Fog, smog, clouds are all interesting in their own light and they show a different face at night than they do during daylight.

Saturday, July 25, 2020

Clouds

"I've looked at clouds from both sides now"
Joni Mitchell


Lenticular clouds in Centennial, Colorado.

People have looked for images in clouds for at least as long as humanity has been recording it's activities.

I lived most of my life in the Southeast United States leaving only for a construction job in Montana, four trips to or through Denver (and the states I passed through on the way), and two seasons on a laybarge in the Gulf of Mexico. But I've seen some weather.

Every area has its distinctive weather. The reason we could predict our weather with any certainty in Alabama was that it was coming from where I live now, Colorado, and we had plenty of time to see it coming.

As each area has its characteristic weather, each has its characteristic clouds.

The massive high-topped thunderheads with anvil shaped tops are rare here. We get a lot more hail; they get a lot more tornadoes. They also get hurricanes.

We get these weird lenticular clouds like the ones in the picture above.

As air flows across the Rockies and out over the plains, it can set off standing waves, like those that form when a person blows across the top of a soda bottle. At the bottom of the waves, the air is warm and can hold moisture as invisible vapor, but when the air is carried to the top of the waves, it cools off and releases the water as cloud droplets. A person from the east might think "rain coming," but these are actually stable weather clouds, like the big fluffy cumulus clouds of the Southern summer.

Those Southern cumulus clouds could build up into far from stable cumulonimbus clouds. I had one drop a tornado into a farmer's field next to where I was driving once. I didn't usually speed. I did that time. Clouds can cause you to get excited.

I was driving near Tuskegee, Alabama on I 75 and there was this huge thunderhead over me. The bottom was flat and it looked like I could reach up and touch it. It was electric blue. There was so much water in the cloud that it piped the color of the sky above it right down to the bottom. That's the kind of cloud that can drop a tornado down right on top of you without any warning.

The funny thing is that I saw so much storm activity before I became a storm watcher about five years before my retirement and never saw sign of another tornado, not even during the disastrous outbreak of 2011.

One of the weirdest cloud formations I have ever seen were the hole-punch clouds one summer in Selma. An even sheet of clouds had big circular holes in it, all the way up to clear blue. We didn't know what caused them back then. It turns out that planes flying through clouds can cause droplets to coalesce, like when you put a drop of detergent in a bowl of greasy water.

The most beautiful display of weather I have seen was a very darkly overcast afternoon on a laybarge. There was a clear band on the horizon where the sun was setting blood red. It cast a red glow over the bottom of the clouds and there was a brilliant triple rainbow.

I've been chased up Mount Carbon three times by thunderstorms. Walking east from Morrison on the Bear Creek Trail carries you through a broad, treeless area of Bear Creek Lakes Park. With no cover behind me and no cover and a lung busting switchback before me, I heard a rumble at my back and turned to see massive black clouds boiling up over Mount Falcon. There was green-ness in them, indicating hail, which I didn't want on me, so I walked fast.
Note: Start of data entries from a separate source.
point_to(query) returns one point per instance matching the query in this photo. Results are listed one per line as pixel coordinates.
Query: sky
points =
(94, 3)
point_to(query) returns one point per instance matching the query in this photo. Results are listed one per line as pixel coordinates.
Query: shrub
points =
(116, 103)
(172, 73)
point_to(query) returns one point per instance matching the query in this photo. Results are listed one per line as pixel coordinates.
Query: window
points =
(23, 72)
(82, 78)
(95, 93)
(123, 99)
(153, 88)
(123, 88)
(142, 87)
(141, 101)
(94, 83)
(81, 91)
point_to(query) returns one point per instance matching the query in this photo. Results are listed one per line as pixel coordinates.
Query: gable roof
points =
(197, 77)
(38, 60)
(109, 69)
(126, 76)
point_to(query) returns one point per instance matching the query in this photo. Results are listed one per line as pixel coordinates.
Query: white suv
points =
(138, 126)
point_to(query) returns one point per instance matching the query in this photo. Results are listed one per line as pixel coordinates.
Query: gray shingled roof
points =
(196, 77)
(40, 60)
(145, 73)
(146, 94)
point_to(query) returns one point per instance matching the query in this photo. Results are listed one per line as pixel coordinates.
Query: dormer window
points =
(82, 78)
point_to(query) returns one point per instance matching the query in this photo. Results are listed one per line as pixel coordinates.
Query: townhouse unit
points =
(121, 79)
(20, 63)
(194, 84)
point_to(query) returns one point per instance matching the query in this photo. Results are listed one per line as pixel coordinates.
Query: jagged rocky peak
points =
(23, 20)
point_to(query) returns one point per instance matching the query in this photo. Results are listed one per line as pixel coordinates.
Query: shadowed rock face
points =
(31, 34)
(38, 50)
All three times I reached the shelter at Mountain View before the storm hit.

What causes cloud colors. Well, I talked about sunrise and sunset clouds in the last blog. Why are clouds white and, of all colors, dark gray? Is water gray?

We talked about Rayleigh and Mei scattering last time. Mei scattering is caused by aerosols, particles that aren't molecules but they're still small enough to stay suspended in air. And remember that Mei scattering doesn't pick and choose specific wavelengths of light like Rayleigh scattering does, so it's not surprising when clouds are white, but gray?

A few years ago, I built a Joly Photometer. It's basically two chunks of paraffin separated by aluminum foil. Here it is.


If you put a standard light source on one side and a light source of unknown brightness on the other, then move the unknown source nearer or further away until both sides of the Photometer look the same, you can calculate from the difference in distances of the light sources from the photometer how bright the unknown source is.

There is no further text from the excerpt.